I think we might be making doriangrey even madder at us. Nothing worse than having to put up with a bunch of chipper comments when you just want to quietly enjoy your pissy mood and sulk.
@ yah:
If you feel like pissing and moaning, get a sock at the other place. They’re all a bunch of sourpusses there now. And you can engage in conspiracy theories to your bladder’s content.
@ yah:
ROTFLMAO…. I’m just going to go over to my brothers house, drink some beer (he’s buying for once), fire up my vette (not going to drive it, just charge the battery) smoke a few cigars and bitch about the weather…
@ doriangrey:
Or hop on up to the new thread…we are talking about BOOZE!!!! Yeeehaaaaaw!!
Poteen @ 300:
A bad day of fishing is still better than a good day at work.
mjazz wrote:
Unfortunately the current group of fascist and authoritarian folks who make up the ‘One World Government (Rule by the elite) ‘ brigade actually believe that they can ‘game’ the Islamists and manipulate them to help destroy the common enemy …. conservative small government democracy. …. Likewise the Islamists think that they can ‘game’ the Fascistic neo-Marxists as well. Time will tell which group wins, but in the meantime the conservatives are the ‘common enemy’ of both camps.
African Moondog wrote:
The rise of the BNP is the consequence of tying off alternative ways that the hio poloi can express their frustrations with the conventional party political system.
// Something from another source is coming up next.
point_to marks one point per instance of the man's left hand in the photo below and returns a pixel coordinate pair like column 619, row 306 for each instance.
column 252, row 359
When the system is effectively broken and all the public can get is the same’ one size fits all’ politics of either the so called right or left they tend to head to the extremes.
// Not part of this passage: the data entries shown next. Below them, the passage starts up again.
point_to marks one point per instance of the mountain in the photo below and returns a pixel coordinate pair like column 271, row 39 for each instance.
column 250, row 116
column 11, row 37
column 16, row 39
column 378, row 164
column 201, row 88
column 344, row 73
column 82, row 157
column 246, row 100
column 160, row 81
A case in point is the capture of the RNC by special interest groups who do not reflect their constituency in any way shape or form. The ‘country club’ RNC set is as remote from the common man as the wild eyed fascistic left of the left edge of the DNC.
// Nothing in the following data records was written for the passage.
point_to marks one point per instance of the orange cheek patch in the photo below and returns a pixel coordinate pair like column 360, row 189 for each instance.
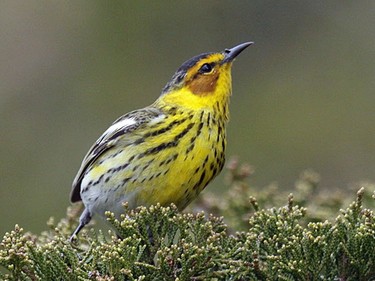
column 204, row 84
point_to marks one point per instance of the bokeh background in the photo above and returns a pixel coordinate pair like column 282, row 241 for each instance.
column 304, row 94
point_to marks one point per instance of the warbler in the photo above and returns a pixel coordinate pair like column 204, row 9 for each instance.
column 166, row 152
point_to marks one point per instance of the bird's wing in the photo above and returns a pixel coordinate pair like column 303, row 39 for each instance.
column 126, row 124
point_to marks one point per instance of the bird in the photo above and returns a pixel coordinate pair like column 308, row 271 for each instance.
column 166, row 152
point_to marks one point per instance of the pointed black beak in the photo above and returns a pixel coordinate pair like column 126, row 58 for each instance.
column 230, row 54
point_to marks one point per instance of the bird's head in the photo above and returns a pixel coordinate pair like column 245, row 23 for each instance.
column 202, row 81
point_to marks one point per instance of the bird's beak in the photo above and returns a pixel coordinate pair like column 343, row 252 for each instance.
column 230, row 54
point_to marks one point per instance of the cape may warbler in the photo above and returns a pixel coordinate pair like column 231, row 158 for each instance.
column 166, row 152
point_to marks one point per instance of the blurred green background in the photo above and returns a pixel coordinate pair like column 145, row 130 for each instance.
column 304, row 94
To get elected in a party based political system everyone has to capture the centre if one wants to govern.
The game then is to move the so called ‘centre’ to a place that suits your political philosophies and name it THE CENTRE. Unfortunately that ‘centre ‘ does not reflect the reality of the electorate at least in the middle term. This is what has happened to the RNC and they occupy an overlap position of a ‘centre’; defined by the DNC, the unions and special interest groups like ACORN.
If this is not nipped in the bud, after a generation the memory of where the true ‘centre’ lays is lost and the ‘new’ centre becomes the status quo. THIS is the underlying key to the 40+ year movement they of the left has been working so diligently on. THEY ARE REDEFINING where the centre is and attempting to make it the new status quo to cement in their ‘Hopenchange’ strategy.
The DNC and the crazies of the extreme left are NOT the key enemy.
THE KEY IS TO RECAPTURE THE RNC and make it do the bidding of the conservative majority and MOVE THE ‘CENTRE’ back to where it was before the 1960s burst upon us all.
Change the RNC to reflect conservative mores and philosophies.
Give the folks a true alternative to the left
Differentiate the Conservatives from the left in philosophical as well as practical terms
and the folks will come, either right away, or when they have had enough of the PC, authoritarian, antidemocratic, economy busting, philosophies of the left to their back teeth.
THE SECRET IS TO OFFER THE FOLKS AN ALTERNATIVE!
@ Kitteh:
LGF was almost immediately described as a ‘linker’ not a ‘thinker’ collective.
@ vagabond trader:
Soros even looks like a bad guy.
@ chickadee:
It’s a globally orchestrated political movement hell bent on Cap and Trade. Notice the little commie fist taped to their heads? The belief is that third world countries having been getting a raw deal and that if the industrialized nations scale back production perhaps the “have nots” can finally achieve a higher standard of living. My position? See picture of Churchill at the top of Blogmocracy home page; read the quote, learn it and live it.